• Hardware Platform (Jetson / GPU) T4 GPU
• DeepStream Version Deepstream-5.0
• NVIDIA GPU Driver Version (valid for GPU only) 460.32.03
We are using the Milestone VPS plugin with Deepstream Pipeline that includes different Detection/Classification Models.
we are using Milestone 2020 R2 and VPS From MIPSDK 2020 R1. Milestone is running on a Windows OS while the VPS/Deepstream Pipeline is running on Ubuntu 18.04.
The pipeline (Deepstream) is crashing during runtime due to the error :
Error: could not get cuda device count (cudaErrorNoDevice)
Could not get cuda device count
When we run the pipeline, all the models are starting to instantiate and start running. Yet at some random point, it crashes and starts giving this error (attached below).

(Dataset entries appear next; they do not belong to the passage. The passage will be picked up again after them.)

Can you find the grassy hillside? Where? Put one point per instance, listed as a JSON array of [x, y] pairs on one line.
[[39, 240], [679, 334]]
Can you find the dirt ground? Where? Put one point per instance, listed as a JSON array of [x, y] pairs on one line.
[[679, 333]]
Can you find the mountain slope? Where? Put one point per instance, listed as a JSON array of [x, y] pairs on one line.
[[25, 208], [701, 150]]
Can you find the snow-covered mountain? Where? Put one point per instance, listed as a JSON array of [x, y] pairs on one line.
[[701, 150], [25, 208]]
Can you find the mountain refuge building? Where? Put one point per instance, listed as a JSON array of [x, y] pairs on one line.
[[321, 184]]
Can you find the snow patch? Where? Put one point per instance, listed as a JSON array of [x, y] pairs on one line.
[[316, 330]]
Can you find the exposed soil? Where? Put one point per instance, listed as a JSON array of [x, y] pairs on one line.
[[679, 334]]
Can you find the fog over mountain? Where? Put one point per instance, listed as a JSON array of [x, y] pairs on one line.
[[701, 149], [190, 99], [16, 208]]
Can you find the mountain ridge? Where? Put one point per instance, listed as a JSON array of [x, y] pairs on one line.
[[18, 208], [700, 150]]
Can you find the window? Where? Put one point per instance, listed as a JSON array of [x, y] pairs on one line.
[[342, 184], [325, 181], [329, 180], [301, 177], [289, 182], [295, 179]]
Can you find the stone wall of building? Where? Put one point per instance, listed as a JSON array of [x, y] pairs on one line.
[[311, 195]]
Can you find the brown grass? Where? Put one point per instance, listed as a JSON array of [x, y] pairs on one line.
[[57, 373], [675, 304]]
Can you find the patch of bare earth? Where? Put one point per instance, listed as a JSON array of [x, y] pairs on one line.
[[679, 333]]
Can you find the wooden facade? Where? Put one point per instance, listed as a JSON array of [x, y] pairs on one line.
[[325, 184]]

The pipeline was running normally over the course of several days and during the testing phase and passed all the stress test. However, this error happened several times this week. Restarting the pipeline or docker makes it work again normally, yet it continued to show after some time. Also note that running the command:
watch nvidia-smi shows complete info in regards of the GPU, but when the error happens, all the processes running and its metrics (Mem allocated, GPU util, info) disappear (turn into 0) and the GPU info remains showing without any running process.
Can you please help with this?